Das Wendland, ein verschlafenes Eck, wurde von Protenstierenden erweckt. Heute suchen Umweltbewegte aus der Stadt das Idyll heim.

Zutiefst Kleinkunst: Hier auf der „Muetzingenta“, Landkreis Lüchow-Dannenberg Foto: Gerald Haenl/picture alliance

Wendland taz | Es war einmal ein Landkreis, der war klein und hatte nur wenige Einwohner:innen, meist so um die 50.000. Er war so unbedeutend wie unbekannt. Darüber waren die Menschen in dem kleinen Landkreis froh, so hatten sie ihre Ruhe vor der großen Politik, vor großen Krisen und großen Menschenansammlungen. Der kleine Landkreis heißt Lüchow-Dannenberg, viele kennen ihn als „das Wendland“.

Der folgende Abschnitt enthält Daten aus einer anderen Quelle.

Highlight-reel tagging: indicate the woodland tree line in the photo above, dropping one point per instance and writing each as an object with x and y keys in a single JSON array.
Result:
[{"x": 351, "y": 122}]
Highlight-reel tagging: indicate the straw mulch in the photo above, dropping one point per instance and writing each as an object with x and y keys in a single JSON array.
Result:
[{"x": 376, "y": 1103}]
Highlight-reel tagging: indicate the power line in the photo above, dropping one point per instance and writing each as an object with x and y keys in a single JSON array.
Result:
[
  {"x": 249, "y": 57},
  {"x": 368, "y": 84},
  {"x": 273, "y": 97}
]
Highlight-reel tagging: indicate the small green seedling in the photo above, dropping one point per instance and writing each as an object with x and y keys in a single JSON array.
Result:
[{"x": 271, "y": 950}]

Wenden sind eigentlich Slawen, aber mit denen hat das Wendland nichts zu tun. Es ist eine Landschaft im östlichen Niedersachsen, direkt an der einstigen Grenze zur DDR.

Und dann kamen unzählige, meist junge Menschen mit wilden Haaren, viel Gras in den Taschen und noch mehr Protestlust

Die Wendländer:innen, die zumeist Bauern waren, hatten es sich gemütlich gemacht in ihren Reetdachhäusern und Rundlingsdörfchen, die Namen tragen wie Dickfeitzen, Jiggel, Gohlefanz. Welch eine Idylle, hörten die Wend­län­de­r:in­nen nicht auf zu schwärmen. Doch dann wurde in Gorleben, einem langgestreckten Dorf an einem Seitenarm der Elbe, ein Zwischenlager für Atommüll gebaut und der daneben liegende Salzstock für atomare Forschungszwecke unterirdisch erschlossen. Seitdem war es vorbei mit Stille und Beschaulichkeit im Wendland.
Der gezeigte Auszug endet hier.